21st September 2016 Print

Have you ever looked at your wage slip and wondered how nice it would be if you didn’t have to fork out all of that tax? Maybe even just for one month? That might be a pipe dream but sometimes you can enjoy a nice boost thanks to the taxman. Indeed, on some occasions, we pay more than we should. It’s at this point that the boot is on the other foot and it’s time for the taxman to pay up. 

So, how do you know if you’re due a rebate and, if so, how much you should be paid?

Understand tax so you can understand what you’re paying

First things first, it helps if you understand tax a little bit. You shouldn’t need to be a qualified accountant to be able to see what looks roughly like a right or wrong amount. Income tax, for example, is 20 per cent at anything above £11,000 (your personal allowance) and up to £43,000. Income above this is taxed at 40 per cent or 45 per cent if it’s above £150,000. 

That should give you a fairly simple calculation to work out and might help you to understand how much you’re owed back if you’ve been placed into the wrong band, say.

National Insurance is slightly harder to calculate but is 12 per cent of your weekly earnings between £155 and £827 and two per cent of weekly pay above £827.

To understand this – and how it will change slightly in future years – click here.

Why might I be owed a rebate?

The most common reasons for being owed a rebate come when you have either changed your personal circumstances during a tax year or have only worked for part of a tax year. Switching jobs or taking on a part time job as a student, for example, can easily see you put on the wrong tax code and this will lead to you paying more. If there’s any doubt about what tax code you should go on, you might be placed onto an emergency code and that could, as Which points out, see you pay 20 per cent tax on all earnings with no personal allowance.

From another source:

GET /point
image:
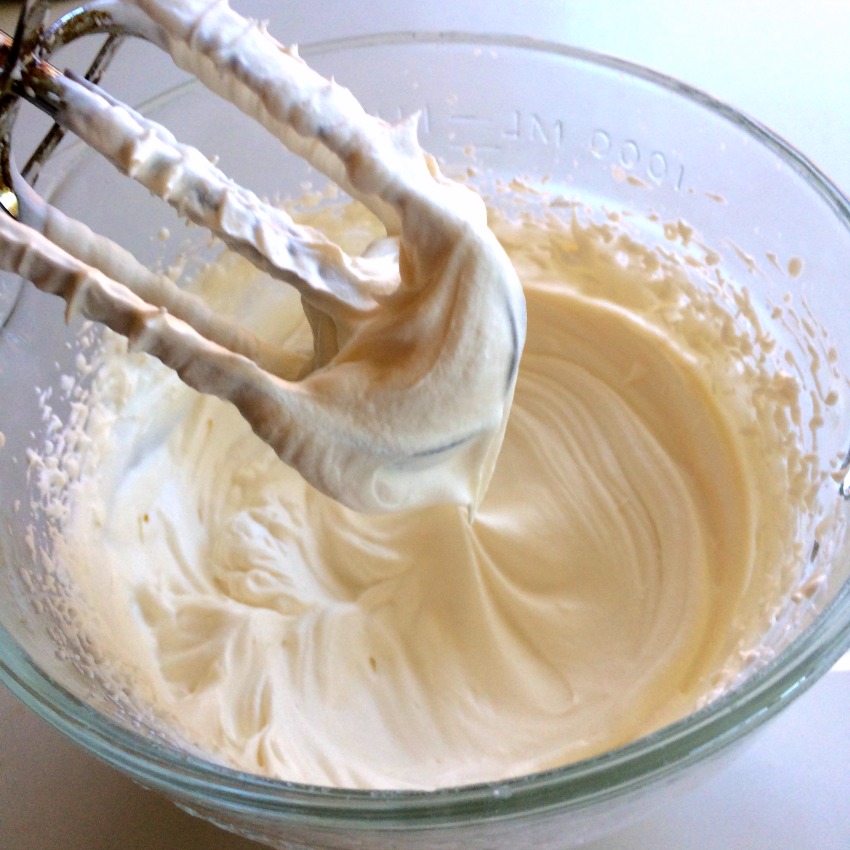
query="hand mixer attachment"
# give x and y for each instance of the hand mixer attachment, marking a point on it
(404, 398)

As Tax Day notes, this could also occur when you leave the country or if you incur professional expenses that are not properly accounted for.

Where do I go to get the money?

If you’re lucky you will be contacted by HMRC directly with a P800 tax calculation. That will point you towards where you’ll be able to claim your refund online. These letters are normally sent out in September for the previous tax year.

Alternatively, if you think you’ve been missed off you can contact the tax office yourself, either online, by phone or in writing. You need to have your P60 and any P45s you may have been issued, National Insurance number and employment and benefit details for the tax year. 

How much will I be paid? 

The short answer is ‘it depends how much you’ve overpaid’. That’s why it’s important to understand your tax affairs a little more so that you can have a rough idea of how much you think you may have over-paid. The more you know, the more chance of knowing what you’re owed.

You can use an online calculator to attempt a more accurate estimation, provided you have your salary, benefits and tax figures for the full year to hand.

Rebates can range from a couple of hundred pounds for people claiming for professional expenses through to well over a thousand pounds for those who have been on the wrong tax code for months (or maybe even years).